La bataille qui oppose jihadistes et combattants kurdes pour le contrôle
de la ville syrienne de Kobané a suscité mardi dans toute la Turquie de
violentes manifestations contre le gouvernement islamo-conservateur
turc qui ont fait au moins un mort.
Mobilisés à l'appel du principal parti politique kurde de Turquie, des
milliers de personnes sont descendues dans les rues d'Istanbul, d'Ankara
et des villes du sud-est à majorité kurde du pays pour dénoncer le
refus d'Ankara de voler militairement au secours de Kobané (Aïn al-Arab
en langue arabe), en passe de tomber entre les mains des forces du
groupe de l'Etat islamique (EI).
Dans la plupart de ces villes, la contestation a dégénéré en affrontements.
Un homme de 25 ans a ainsi été tué dans des circonstances encore
indéterminées à Mus (sud-est) et un autre grièvement blessé, ont
rapporté les médias turcs.
Le quotidien Hürriyet a indiqué que la victime avait été atteinte par un
coup de feu d'origine indéterminée, alors que la chaîne d'information
NTV a assuré qu'il avait été touché en pleine tête par une grenade
lacrymogène tirée par la police.
Lundi soir, le Parti républicain populaire (HDP) a appelé les Kurdes du
pays --plus de 15 millions de personnes soit 20% de la population
turque-- à se mobiliser contre l'entrée des jihadistes dans Kobané et
contre le Parti de la justice et du développement (AKP) au pouvoir,
accusé d'immobilisme et de complicité avec l'EI.
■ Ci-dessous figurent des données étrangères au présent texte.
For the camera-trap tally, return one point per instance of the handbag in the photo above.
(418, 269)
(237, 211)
Après une première série de manifestations ponctuées d'incidents lundi
soir à Istanbul ou Diyarbakir, la "capitale" kurde du sud-est, de
nombreux Kurdes ont à nouveau défilé mardi contre le gouvernement.
Comme la veille, les forces de l'ordre sont intervenues massivement avec
des gaz lacrymogènes et des canons à eau pour disperser des milliers de
protestataires dans le district stambouliote de Gazi, a constaté un
photographe de l'AFP.
Une personne a été grièvement blessée dans le district de Sarigazi, tout
comme l'avocat Tamer Dogan, spécialisé dans la défense des droits de
l'Homme, dans celui de Kadiköy, un fief de l'opposition sur la rive
asiatique d'Istanbul.
De violents incidents ont également été rapportés à Diyarbakir et dans
la capitale Ankara, où plusieurs policiers ont été blessés, ainsi que
dans la station balnéaire d'Antalya et les villes de Mersin et d'Adana
(sud).
Les autorités locales ont par ailleurs décrété le couvre-feu dans
plusieurs quartiers de Mardin, une autre ville du sud-est turc à forte
densité de population kurde.
Après
plusieurs jours d'intenses bombardements, les jihadistes de l'EI sont
entrés lundi dans Kobané (Aïn al-Arab en langue arabe) et pris le
contrôle de plusieurs quartiers, où de violents combats se poursuivaient
mardi.
Malgré le feu vert formel du Parlement à une opération militaire en
Syrie et en Irak contre l'EI, le pouvoir islamo-conservateur turc s'est
jusque-là refusé à intervenir, provoquant la colère des populations
kurdes.
Le président turc Recep Tayyip Erdogan a froidement indiqué mardi que
Kobané était "sur le point de tomber" et a plaidé, en visitant un camp
de réfugiés syriens à Gaziantep (sud), pour une opération militaire
terrestre contre les jihadistes.
"Nous suivons les attaques lancées sur Kobané et d'autres villes où
vivent nos frères kurdes avec une grande inquiétude", a ajouté M.
Erdogan .
Les
Kurdes ont prévenu que la chute de Kobané provoquerait la fin des
pourparlers de paix engagés il y a deux ans par Ankara et les rebelles
du Parti des travailleurs du Kurdistan (PKK) pour mettre un terme à un
conflit qui a fait 40.000 morts depuis 1984.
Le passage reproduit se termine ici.